These two articles provide for the application of the principles of legal equality, voluntariness, compensation and bona fides in share issues and in share trading. These values are
of course ones that most legal systems would seek to reflect, although how these values
will be applied in practice is not always clear. Presumably, the PRC securities regulator will
seek to ensure compliance with these values in its role as market regulator.21 Apart from
this broad regulatory oversight, it is necessary to look to more specific provisions elsewhere in the Securities Law. However, apart from the inherent vagueness and the unwieldy nature of these principles, some are inherently uncertain, such as the principle of
"good faith" which appears in Art 4.
Unstated in Ch 1 is what might be called the "nationality" principle. Thus we find in Art 138
that before a securities company can open an account for a client wishing to trade in securities in China, the client must be a Chinese citizen or be a Chinese legal person. This policy is furthered by the division of shares into different classes, A shares, B shares and H
shares. A shares can only be traded by Chinese citizens; while B shares are to be sold to
purchasers outside China and are priced in US dollar amounts. In contrast, H shares are
issued for the purposes of foreign capital raising in Hong Kong. While B shares are technically reserved for foreigners, the bulk of trading in these shares is undertaken by local
Chinese citizens.22
Article 213 states that "... [s]pecific measures in respect of shares of companies in China
which are to be subscribed and traded in foreign currencies by persons and organizations
outside of China shall be formulated separately by the State Council". In the meantime,
foreigners will continue to be excluded from the purchase of A shares. This is because the
A shares market is still considered to be too fragile to be opened up to foreign investors.23
More pointedly, the restriction placed on foreigners being able to trade in the A shares
market seems to be motivated by a fear of international speculative trading of the kind
sometimes associated in Asia with funds managers such as George Soros.24
As Qiao Xiaoyang, the vice-chairman of the Legislative Affairs Commission of the Standing
Committee of the NPC noted, the restriction on foreigners trading in A shares is aimed at
"sheltering the stock market from foreign speculative capital raids".25 A complicating factor
here is that Chinese law makers seem to have linked the issue of opening up A shares to
foreigners to a move to the full convertibility of PRC currency,26 something which China is
seeking to avoid for the moment.27 Since 1991, the equivalent of almost US$57 billion was
raised through the issue of A shares; US$4.66 billion was raised through the issue of B
shares and US$10.08 billion was raised through the issue of H shares in Hong Kong.28
However, the B share market has fluctuated greatly and has been subject to thin trading.29
Trading on the A share market has also been lacklustre. In late January 1999, for example,
it was also reported that the Shanghai securities market had fallen by 21%, while the
Shenzhen stock market had fallen by 31%.30 Weak markets for both A shares and B
shares have led to a slowdown in the listing of new companies as a result of the failure of
central authorities to approve additional listings under the quota system that exists for this
Page 5
purpose. This has been attributed to the oversupply of state owned enterprises seeking
new capital from the market.31 In this context it may however be noted that Art 44 of the
Securities Law provides that "[t]he state encourages the listing of company shares which is
in compliance with the industrial policy and requirements for listing".
Page 6
The Securities Law seeks to separate four areas of commercial activity in China. Thus, Art
6 of the law proclaims that the securities industry is to be administered and is to operate
separately from the banking, insurance and trust industries. This Article provides that:
Securities business shall be engaged in and administered as a business
separate from the banking business, trust business and insurance business.

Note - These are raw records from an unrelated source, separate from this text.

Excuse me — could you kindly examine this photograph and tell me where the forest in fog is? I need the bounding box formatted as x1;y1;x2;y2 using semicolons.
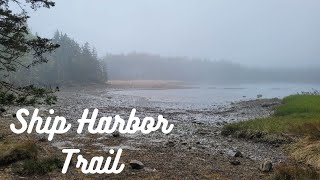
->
103;53;320;83
7;31;320;86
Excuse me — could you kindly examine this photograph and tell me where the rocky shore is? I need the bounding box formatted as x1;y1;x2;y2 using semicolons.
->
1;87;287;179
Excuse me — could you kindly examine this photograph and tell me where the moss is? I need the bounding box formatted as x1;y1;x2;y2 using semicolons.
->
271;164;319;180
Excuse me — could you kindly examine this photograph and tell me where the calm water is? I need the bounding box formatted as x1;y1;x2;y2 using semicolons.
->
112;84;320;109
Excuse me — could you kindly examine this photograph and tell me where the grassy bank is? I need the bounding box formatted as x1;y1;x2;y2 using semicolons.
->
222;94;320;179
222;95;320;143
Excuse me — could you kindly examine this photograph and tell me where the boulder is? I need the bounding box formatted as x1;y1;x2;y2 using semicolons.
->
259;160;272;172
229;159;241;166
112;131;120;137
129;160;144;169
227;150;243;157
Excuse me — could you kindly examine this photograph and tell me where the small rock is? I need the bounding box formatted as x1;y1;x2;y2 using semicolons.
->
166;141;175;147
112;131;120;137
0;107;6;113
181;142;188;145
227;150;243;157
129;160;144;169
259;160;272;172
229;159;241;166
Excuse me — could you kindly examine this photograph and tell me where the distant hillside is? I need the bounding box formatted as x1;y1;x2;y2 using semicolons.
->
103;53;320;83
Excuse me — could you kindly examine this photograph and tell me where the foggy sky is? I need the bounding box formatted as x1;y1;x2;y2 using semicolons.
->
29;0;320;67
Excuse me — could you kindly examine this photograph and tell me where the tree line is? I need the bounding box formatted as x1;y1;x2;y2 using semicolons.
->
8;31;107;87
103;53;320;83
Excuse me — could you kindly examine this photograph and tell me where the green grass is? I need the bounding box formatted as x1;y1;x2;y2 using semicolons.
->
222;95;320;142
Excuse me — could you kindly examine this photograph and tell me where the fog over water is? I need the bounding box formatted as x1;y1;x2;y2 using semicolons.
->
29;0;320;68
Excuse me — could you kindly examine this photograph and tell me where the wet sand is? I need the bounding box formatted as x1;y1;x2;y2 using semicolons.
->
1;87;286;179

Securities companies shall be established separately from banks, trust companies and insurance companies.
This provision is presumably aimed at preventing conflicts of interest, such as those which
might arise where banking and insurance companies act as securities traders. Indeed, Art
133 specifically bans banks from unlawfully entering the securities market. The origins of
this compartmentalisation are unclear, although it does resemble the approach which was
adopted in the Glass Steagal Law in the United States after the Great Crash of 1929. This
US law is, however, of little practical significance in the current securities environment. As
Poser observed in 1991, "[t]oday, American commercial banks, like those of the United
Kingdom and other countries, conduct a wide variety of securities activities, while investment banks and securities companies are major providers of banking services".33
Much the same can also be said of attempts to impose a similar demarcation in Australia.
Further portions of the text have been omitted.